Like some of the Court’s other recent orders refusing to clear the way for executions, this new one is expected to stir greater speculation that the Court — as a more or less regular practice — will now block planned use of the lethal injection protocol in use by 36 states, even if the Justices do not declare a “moratorium” in any formal legal sense. The Court, though, is expected to continue to issue orders a single case at a time, whatever larger implications outside observers may read into its actions.  The language the Court used in the Berry order was identical to what it routinely says when it is delaying the effect of a lower court ruling to give itself time to consider whether to hear the underlying appeal.

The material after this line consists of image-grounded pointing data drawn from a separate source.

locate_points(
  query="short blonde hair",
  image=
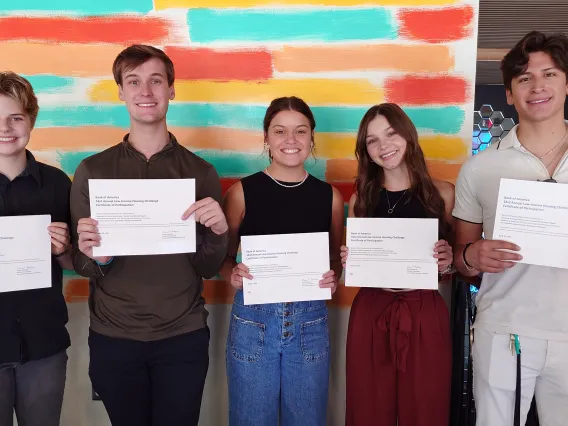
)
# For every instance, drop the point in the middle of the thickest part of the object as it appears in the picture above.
(135, 55)
(20, 89)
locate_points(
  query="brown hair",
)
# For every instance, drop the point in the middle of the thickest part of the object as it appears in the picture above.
(516, 61)
(370, 176)
(288, 103)
(136, 55)
(20, 89)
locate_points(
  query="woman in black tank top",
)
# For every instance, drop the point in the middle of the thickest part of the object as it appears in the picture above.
(278, 353)
(398, 341)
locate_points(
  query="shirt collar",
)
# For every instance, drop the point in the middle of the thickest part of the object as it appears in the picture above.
(31, 169)
(170, 145)
(512, 140)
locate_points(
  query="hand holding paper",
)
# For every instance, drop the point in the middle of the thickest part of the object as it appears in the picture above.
(143, 217)
(534, 216)
(286, 268)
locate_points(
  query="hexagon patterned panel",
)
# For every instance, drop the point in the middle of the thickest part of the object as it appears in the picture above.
(489, 126)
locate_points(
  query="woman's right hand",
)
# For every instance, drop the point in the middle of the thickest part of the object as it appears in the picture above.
(239, 271)
(344, 252)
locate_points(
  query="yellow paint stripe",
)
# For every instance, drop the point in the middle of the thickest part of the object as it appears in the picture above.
(313, 91)
(389, 57)
(345, 170)
(166, 4)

 The Court has allowed only one execution to go forward since announcing on Sept. 25 that it would rule this Term on the constitutionality of the three-drug protocol now in common use.  It has blocked three planned executions, either by issuing stays itself or by refusing to lift a stay issued by a lower court. (The Court on Monday had found that it had no jurisdiction to consider an earlier stay application in Berry’s case. That case had reached the Court through the state courts; the new order came in a case arising from the federal courts, arriving at the Supreme Court later.)

The one execution to occur since Sept. 25, of Michael W. Richard in Texas, occurred in the evening of the day the Court announced it would rule this Term on the constitutionality of the protocol.  (That review will come in the case of Baze v. Rees, 07-5439, a Kentucky case. It will be argued either in January or February.)

The Berry case had been considered a significant test of the Court’s willingness to continue to issue stays, since Earl Berry had taken so long to file his constitutional challenge to the protocol.  The Fifth Circuit Court, like the Mississippi Supreme Court, had concluded that Berry was not entitled even to a ruling on his constitutional claim, because he had been tardy in filing it. The state has noted that it has used the lethal injection method since 1984, so that method was the standard protocol for all of the 19 years that Berry has been on death row for a 1987 murder of a woman he abducted as she left Sunday choir practice at a church in Houston, Miss.

The Court has said several times in recent years — in fact, as recently as June of last year in Hill v. McDonough — that lower courts should take into account the last-minute nature of challenges to execution methods in considering whether to grant a delay.  The state of Mississippi had relied heavily upon those statements in arguing that Berry’s execution should go ahead as planned.

Some lower courts or state officials have interpreted the Supreme Court’s grant of review in the Baze case as an indication that they should delay executions by the lethal injection protocol. Others, like the Fifth Circuit in Berry’s case, have disagreed, saying that the grant of a petition for certiorari by the Justices in one case does not change the law so it does not directly affect others.

The Court on Tuesday did not delay Berry’s execution indefinitely. It said the order was to remain in effect pending its action on a newly-filed petition for review, filed Monday (Berry v. Epps, docket 07-7348). If it decides to deny review of that appeal, the order said, “this stay will terminate automatically.”  But, if review is granted, the stay will remain in effect until a final ruling in the case, according to the order.  Among the questions raised in the petition, Berry’s counsel are asking the Court to spell out whether executions may be allowed to go forward solely because of the late filing of a challenge to the method.  It argues that lower courts are split on their power to dismiss a “last-minute” challenge over an issue that is currently pending before the Supreme Court. The petition also raises issues parallel to those in the Baze case from Kentucky, on whether the current three-drug protocol risks unnecessary pain and suffering for the inmate, and thus is cruel and unusual punishment under the Constitution’s Eighth Amendment.

The only votes on Tuesday’s order that were publicly recorded were those of Justices Alito and Scalia in dissent. It is not necessarily so, however, that all of the other seven Justices favored the stay.  It would have taken the votes of five Justices either to grant or deny the stay.